So who/what is it then?
What is the internet to us now? It’s more a place than a collection of resources. Digital real estate, whether as community spaces or service providers, has value equal to or far surpassing physical real estate. The internet is the enabler of many different realities coexisting, juxtaposed upon one another.
What is AI to us now? I think it’s essentially an incredibly smart person, one you shouldn’t trust blindly, and everyone wants to hang out with the smart person in their own way. It might also be a substrate to soak in to improve our communications, even to make ourselves better people. As multi-modal interactions grow, it will resemble an organism more and more - it may become an avenue we turn to for some degree of companionship and collaboration. Optimistically, it might even become the proving grounds for how we develop socially, develop more awareness of ourselves and the world around us.

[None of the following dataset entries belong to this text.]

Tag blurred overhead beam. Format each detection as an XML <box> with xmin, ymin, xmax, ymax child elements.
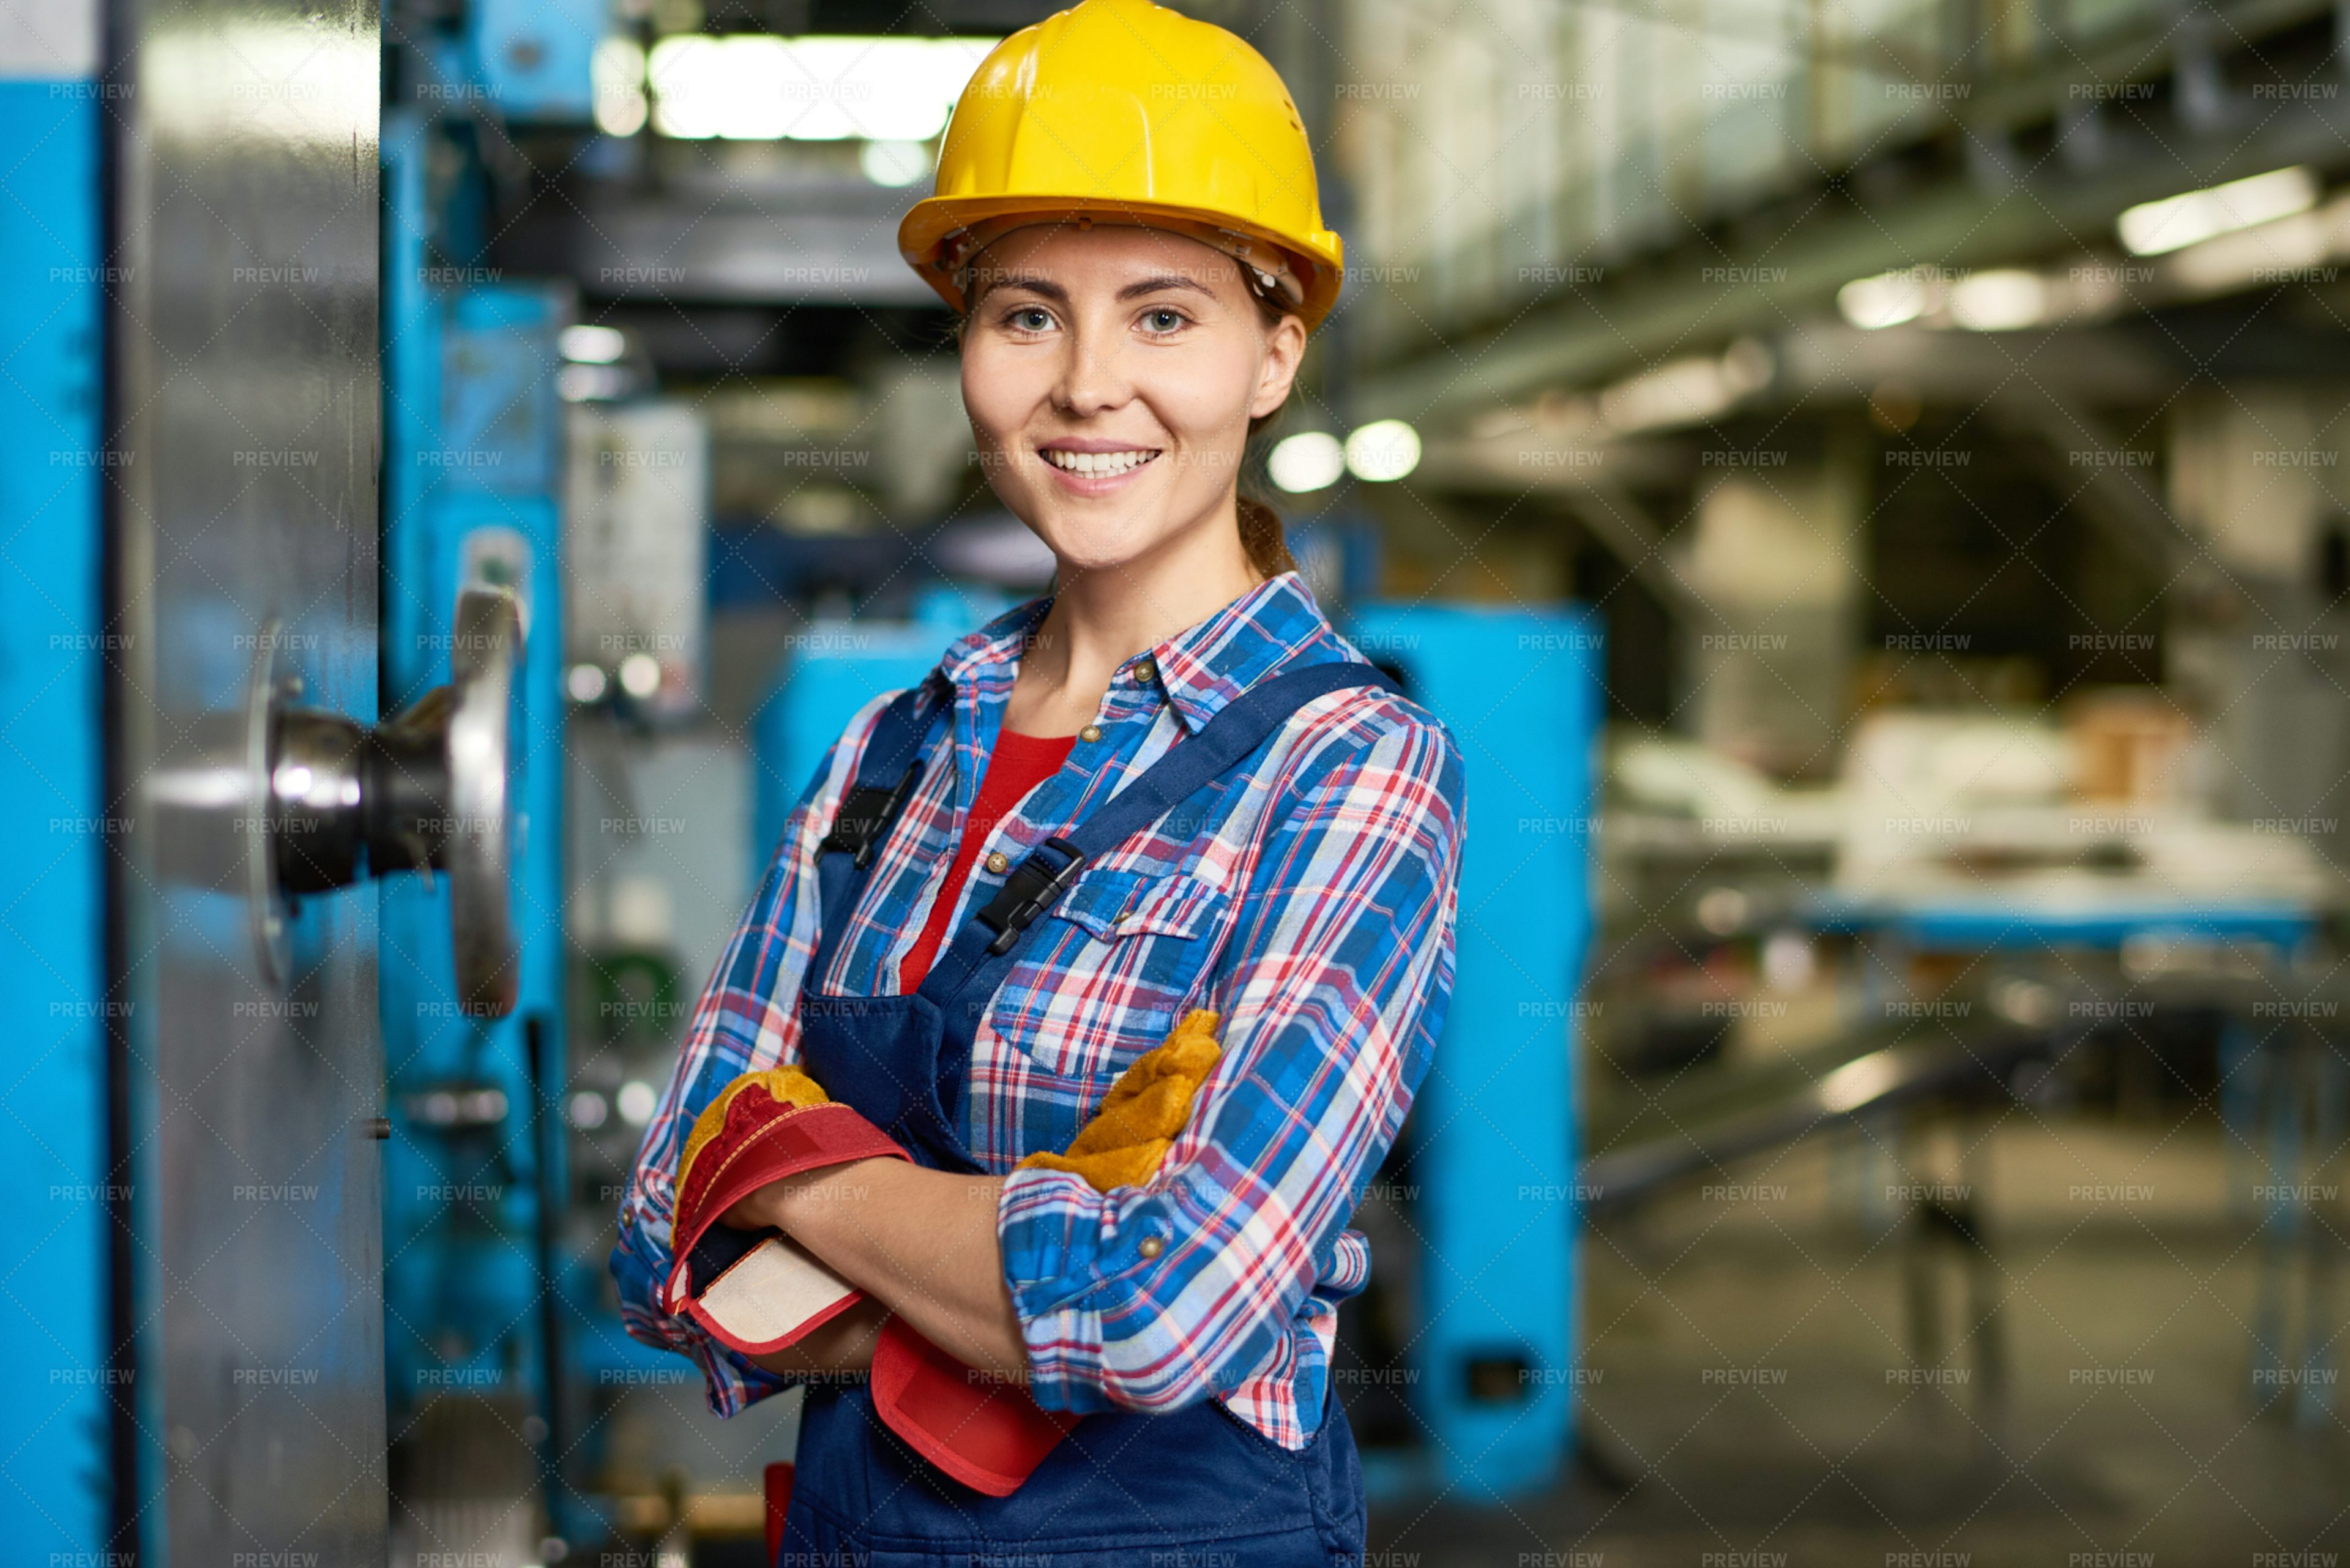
<box><xmin>1409</xmin><ymin>429</ymin><xmax>1714</xmax><ymax>621</ymax></box>
<box><xmin>1770</xmin><ymin>323</ymin><xmax>2184</xmax><ymax>404</ymax></box>
<box><xmin>1561</xmin><ymin>477</ymin><xmax>1712</xmax><ymax>625</ymax></box>
<box><xmin>1353</xmin><ymin>0</ymin><xmax>2347</xmax><ymax>426</ymax></box>
<box><xmin>1980</xmin><ymin>386</ymin><xmax>2208</xmax><ymax>576</ymax></box>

The author Daniel Defoe, in his description of a mechanical “thinking engine” called the Cogitator, described its place in civilization as a supportive structure to the cognitive processes of humans - almost as an additional layer of thought and desire management. He writes:
“…the main Wheels are turn’d, which wind up according to their several Offices; this the Memory, that the Understanding; a third the Will, a fourth the thinking Faculty; …perfectly uninterrupted by the Intervention of Whimsy, Chimera, and a Thousand fluttering Damons that Gender in the Fancy, but are effectually Lockt out as before, assist one another to receive right Notions, and form just Ideas of the things they are directed to, and from thence the Man is impower’d to make right Conclusions, to think and act like himself, suitable to the sublime Qualities his Soul was originally blest with. There never was a Man went into one of these thinking Engines, but he came wiser out than he was before.”
It shows up as an objective collaborator that quickens the turning of our minds, sharpens our focus, and amplifies our ability to be the best version of our own selves. But as AI eventually starts to trespass into the most human of behaviors, we will be forced to question our own interpretation of consciousness.
What humans have bestowed upon AI is the ability to create a matrix of meaning, codify the logical spaces between words and concepts and reflect that back to us - but how far off is that from the way that humans experience the world?
“We feel in one world; we think, we give names to things in another. Between the two we can establish a certain correspondence, but not bridge the gap.”